Do you feel discriminated against by other white deaf people, straight or gay?

Ummm, not really. We deafies tend to care about our deafness more than race. Yeah, I feel discriminated against by straighties, but who can argue with that issue after so many years? But overall, I don’t feel any discrimination placed on me at all. I’m thankful that I was born in the right year — if I were any older, I would’ve been beaten up by white people. Or I would’ve been sent to a deaf residential school due to my deafness. Or I would’ve been beaten to death because of my gayness. But I am here now. I don’t feel much discrimination, so I’m glad in that way.

A white deaf friend of mine has suggested to me that a lot of deaf gay black men are effeminate. Do you agree with that assessment?

Boy, aren’t we stuck with stereotypes!?!? I don’t think so. Not all are like that. Maybe some are, some not. That’s what I thought.

Your signing seems so-called effemi-nate. Did you ever suffer being called “fag” or “queer” in high school because of that?

Well, not really. I come from a large city that provides many gay resources, so I don’t recall being called nasty names. If you are very strong and stand on your own feet, people won’t call you names. If you don’t do that, then they will do that. It’s only logical.

Do you find it difficult to form relationships with white men?
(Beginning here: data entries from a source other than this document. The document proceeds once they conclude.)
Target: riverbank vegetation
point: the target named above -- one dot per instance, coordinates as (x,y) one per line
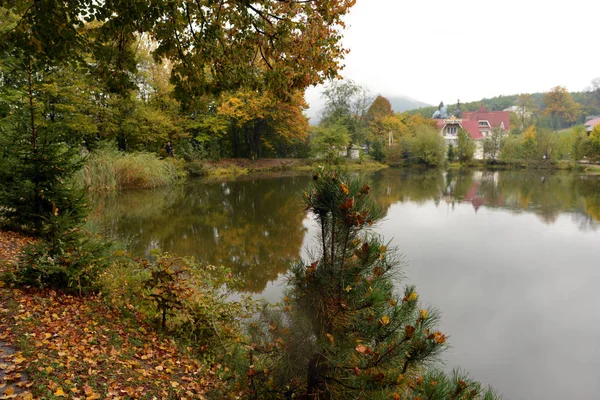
(194,341)
(109,169)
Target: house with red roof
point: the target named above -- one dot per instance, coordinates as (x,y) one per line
(478,124)
(591,123)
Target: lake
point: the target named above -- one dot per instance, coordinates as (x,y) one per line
(510,258)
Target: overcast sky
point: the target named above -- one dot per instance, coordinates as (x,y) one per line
(436,50)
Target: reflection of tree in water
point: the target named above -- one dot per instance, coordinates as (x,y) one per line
(252,226)
(543,193)
(399,185)
(255,226)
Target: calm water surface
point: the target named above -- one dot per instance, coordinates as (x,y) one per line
(511,259)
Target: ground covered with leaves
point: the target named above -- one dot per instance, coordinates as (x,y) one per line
(60,346)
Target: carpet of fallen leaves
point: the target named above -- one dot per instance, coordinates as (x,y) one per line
(11,244)
(80,348)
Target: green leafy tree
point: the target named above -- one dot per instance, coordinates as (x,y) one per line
(465,149)
(560,106)
(347,103)
(578,143)
(529,144)
(492,145)
(427,147)
(526,109)
(594,143)
(330,141)
(451,153)
(512,149)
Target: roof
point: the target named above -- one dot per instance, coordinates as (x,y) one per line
(471,127)
(592,122)
(495,118)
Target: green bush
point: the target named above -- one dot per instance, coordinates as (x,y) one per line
(428,147)
(110,169)
(71,264)
(190,301)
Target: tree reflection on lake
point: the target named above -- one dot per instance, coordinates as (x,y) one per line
(255,226)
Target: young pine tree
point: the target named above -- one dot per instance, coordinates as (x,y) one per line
(343,331)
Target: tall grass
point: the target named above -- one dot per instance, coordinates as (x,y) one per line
(109,169)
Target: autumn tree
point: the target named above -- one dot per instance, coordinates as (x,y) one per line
(379,109)
(526,107)
(253,115)
(560,106)
(529,143)
(347,103)
(329,141)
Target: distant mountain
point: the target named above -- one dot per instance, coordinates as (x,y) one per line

Really, I don’t think that way. I’m more concerned about the communication barrier between deaf and hearing people, because it requires a lot of attention and work within the relationship. If I thought only of racial issues, guys would call me a racist and they wouldn’t have a relationship with me. I’d have a more difficult time as a result.

How do you meet other men?

One of my friends calls me a “social butterfly.” I meet men through a network of friends, at gay organization events, in bars, or at gay-resort beaches like Rehoboth Beach or Fire Island.

What do you seek in an ideal lover?

My ideal lover should have a hairy chest. He should know the basics of sign language (either fingerspelling or ASL. and the basics of deaf culture. He should be willing to spend more time with me and give me respect as a whole person. He should be willing to work on our relationship. I don’t want to be the only person who does all the work in the relationship. And wouldn’t depend on the horoscope too much, because that can devastate your hopes of getting involved in the first place. And of course, he must understand interracial issues.

What about the age factor? Does it matter?

As long as it’s much closer to my age, up to his forties. I wouldn’ t dream of having a sugar daddy, though. I’d rather die!

What makes you so proud to be a deaf gay black man?

I’m glad that I am the right age in the right year in the right century. If it were otherwise, I would’ve lost my rights and privileges.

Meaning that because you were born at the right time, you feel very proud and lucky to be what you are now?

Yes, that’s correct. I tend to think positive. Of course, I’ll always struggle to prove that I can do it as a black person by being educated, as a deaf person by being successful, and as a gay person by preserving my rights. If I were living in a different time in another world, I wouldn’t have all those privileges. I wouldn’t be here and you wouldn’t be able to interview me like this. You have to think positive and be glad that you are here. Yes, you are absolutely right.

Is there anything else you’d like to add?

I’d like to tell every black deaf gay person: “You are not alone in this country. Be glad that you have friends around to give you support. lf you don’t have any friends, then go find a gay organization that interests you. You will be able to form a new group of friends. As for relationships, be glad if you have an opportunity to have a man by your side. If you are not happy, then move somewhere else that can provide you with a list of gay resources. That way you can get all the support you need. It’s also important not to lose your true identities. They make you a whole person.

*This interview was conducted via TDD by the editor.